Shoshana Zuboff is a professor emeritus at Harvard Business School, among other academic qualifications. And that informs everything about her book The Age of Surveillance Capitalism: The Fight for a Human Future at the New Frontier of Power. It’s more academic than narrative nonfiction. And it’s a chunkster, weighing in at about 700 pages. Or 24 hours of audiobook listening, in my case. On the upside, its primary theory relates to everyday digital life now and in the future.
I first heard about this book while watching The Social Dilemma on Netflix earlier this year. Zuboff joins many experts in expressing concern about our online lives. Whether we know it or not, the companies that control our online time invade and ‘steal’ every post and comment. They turn our online actions into behavioral data, which they use to predict, manipulate, and profit from our future online moves.
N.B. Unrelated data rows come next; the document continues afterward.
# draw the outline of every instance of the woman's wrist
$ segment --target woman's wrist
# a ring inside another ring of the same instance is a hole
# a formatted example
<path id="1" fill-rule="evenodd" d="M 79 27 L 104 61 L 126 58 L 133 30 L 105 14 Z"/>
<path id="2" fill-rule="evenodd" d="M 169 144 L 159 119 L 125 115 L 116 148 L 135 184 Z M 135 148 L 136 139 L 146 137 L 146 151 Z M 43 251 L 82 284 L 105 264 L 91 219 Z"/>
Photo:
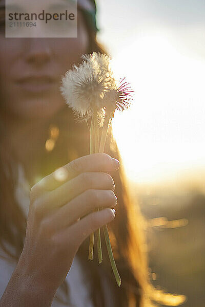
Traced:
<path id="1" fill-rule="evenodd" d="M 23 265 L 19 259 L 0 300 L 0 307 L 50 307 L 55 291 L 39 276 L 28 274 Z"/>

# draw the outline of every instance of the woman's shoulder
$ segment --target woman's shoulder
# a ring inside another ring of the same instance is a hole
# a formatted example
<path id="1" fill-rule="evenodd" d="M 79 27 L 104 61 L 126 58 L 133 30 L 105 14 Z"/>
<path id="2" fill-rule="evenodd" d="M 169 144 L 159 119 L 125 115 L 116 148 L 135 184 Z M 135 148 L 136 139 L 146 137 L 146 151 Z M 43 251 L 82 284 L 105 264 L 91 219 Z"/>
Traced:
<path id="1" fill-rule="evenodd" d="M 10 258 L 0 248 L 0 298 L 7 287 L 16 264 L 16 261 Z"/>

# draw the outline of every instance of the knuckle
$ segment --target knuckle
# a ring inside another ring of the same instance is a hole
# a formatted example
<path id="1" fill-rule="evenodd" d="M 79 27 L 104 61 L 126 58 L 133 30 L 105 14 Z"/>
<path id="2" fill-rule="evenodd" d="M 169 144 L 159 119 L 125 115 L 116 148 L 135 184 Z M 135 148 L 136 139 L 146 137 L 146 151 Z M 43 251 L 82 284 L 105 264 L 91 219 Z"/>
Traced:
<path id="1" fill-rule="evenodd" d="M 93 185 L 93 180 L 92 174 L 89 172 L 81 173 L 80 176 L 80 181 L 84 186 L 92 187 Z"/>
<path id="2" fill-rule="evenodd" d="M 97 203 L 99 201 L 99 195 L 97 191 L 94 189 L 89 189 L 86 191 L 87 197 L 93 203 Z"/>
<path id="3" fill-rule="evenodd" d="M 98 215 L 95 213 L 91 213 L 90 215 L 90 224 L 93 229 L 98 228 L 99 221 Z"/>
<path id="4" fill-rule="evenodd" d="M 68 171 L 71 172 L 81 172 L 83 167 L 80 159 L 76 159 L 70 162 L 67 165 L 67 168 Z"/>
<path id="5" fill-rule="evenodd" d="M 112 190 L 114 190 L 115 189 L 115 184 L 114 182 L 114 180 L 112 177 L 112 176 L 111 175 L 110 175 L 110 174 L 108 174 L 107 173 L 104 173 L 105 174 L 106 176 L 106 179 L 109 185 L 109 186 L 110 187 L 111 187 L 112 189 Z"/>

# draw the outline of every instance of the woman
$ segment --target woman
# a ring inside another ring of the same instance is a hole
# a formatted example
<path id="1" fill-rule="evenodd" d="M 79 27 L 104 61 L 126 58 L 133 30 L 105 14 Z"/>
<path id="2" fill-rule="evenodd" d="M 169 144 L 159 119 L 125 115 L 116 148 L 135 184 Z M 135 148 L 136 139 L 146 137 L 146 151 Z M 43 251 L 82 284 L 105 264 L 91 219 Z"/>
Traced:
<path id="1" fill-rule="evenodd" d="M 67 39 L 5 38 L 0 3 L 0 306 L 145 306 L 142 218 L 129 199 L 116 143 L 110 133 L 107 154 L 88 156 L 87 127 L 59 91 L 82 54 L 103 52 L 95 3 L 78 2 L 78 37 Z M 59 181 L 52 172 L 64 166 Z M 92 212 L 99 203 L 104 209 Z M 102 262 L 95 250 L 88 260 L 89 235 L 105 224 L 119 288 L 102 238 Z"/>

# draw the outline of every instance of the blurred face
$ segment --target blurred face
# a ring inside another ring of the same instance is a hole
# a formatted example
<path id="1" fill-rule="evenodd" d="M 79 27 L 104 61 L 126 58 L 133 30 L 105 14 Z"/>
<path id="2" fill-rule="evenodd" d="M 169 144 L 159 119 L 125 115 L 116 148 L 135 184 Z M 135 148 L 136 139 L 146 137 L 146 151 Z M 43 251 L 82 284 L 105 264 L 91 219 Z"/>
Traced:
<path id="1" fill-rule="evenodd" d="M 4 4 L 0 0 L 0 5 Z M 2 19 L 2 10 L 1 14 Z M 77 38 L 6 38 L 2 29 L 0 107 L 28 119 L 53 115 L 65 105 L 59 92 L 61 76 L 80 61 L 88 46 L 88 34 L 80 12 Z"/>

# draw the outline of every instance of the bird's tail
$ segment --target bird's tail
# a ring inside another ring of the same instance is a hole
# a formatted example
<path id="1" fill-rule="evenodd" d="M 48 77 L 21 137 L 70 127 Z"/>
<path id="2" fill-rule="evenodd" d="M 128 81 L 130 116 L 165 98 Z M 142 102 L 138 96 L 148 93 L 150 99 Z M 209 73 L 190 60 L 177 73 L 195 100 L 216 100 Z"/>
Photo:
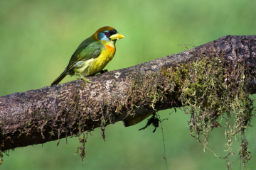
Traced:
<path id="1" fill-rule="evenodd" d="M 65 71 L 55 81 L 53 81 L 50 86 L 52 86 L 54 84 L 58 84 L 59 82 L 60 82 L 60 81 L 64 79 L 64 77 L 65 77 L 65 76 L 67 75 L 66 72 L 67 72 L 65 69 Z"/>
But this isn’t a journalistic exposé. It’s a combination of philosophy, history, politics, and business theory. Zuboff covers so much ground that reading or listening once is nowhere near enough to absorb everything she theorizes and then proves.
The quote I’ll never forget
Zuboff discusses the danger of giving our personal information to surveillance capitalism companies, like Google, Amazon, and Facebook. And there’s one series of questions she references over and over. Here it is in its original context.
“The threats we face are even more fundamental as surveillance capitalists take command of the essential questions that define knowledge, authority, and power in our time: Who knows? Who decides? Who decides who decides?” (pg. 175, Kindle edition)
She focuses on how surveillance capitalism creates division in learning, information, and then in things only achieved with those two elements. If knowledge and facts only exist within capitalist companies, what kind of control will they have over all of us?
My conclusions
I think this is a must read, if you’re interested in digital privacy and limiting the power of all data-driven companies. Zuboff certainly knows her topic and integrates extensive detail within the main questions.
Since I recently read books about tyranny and authoritarian regimes, I find her term ‘instrumentarian’ especially relevant. Back to that quote: “Who knows? Who decides? Who decides who decides?” We give so much of our life’s information over willingly. And, all the while, we never think about the long-term consequences.
Zuboff also talks about the impact of an entirely digital life on the younger generations. My 10-year-old granddaughter’s life has always included social media. When she and her BFF signed up for Instagram, they didn’t just reach out to say ‘hi!’ to me. They wanted to be sure I liked their posts. Every time. We are just beginning to understand how this impacts kids’ sense of self, their mental health and well-being. This time last year, I read The Angel and the Assassin: The Tiny Brain Cell That Changed the Course of Medicine by Donna Jackson Nakazawa. She also talks about the effect of social media on children’s developing brains, and I couldn’t help but think about it while I read Zuboff’s book.
I absolutely recommend The Age of Surveillance Capitalism. It’s a tome on a topic that will affect the rest of our lives, and generations to come. Please invest the time to read and understand, and possibly resist the temptations of social media and digital instrumentarian life.
Yikes! Thank you for this review!
You’re welcome. This book is a slow, but worthy read!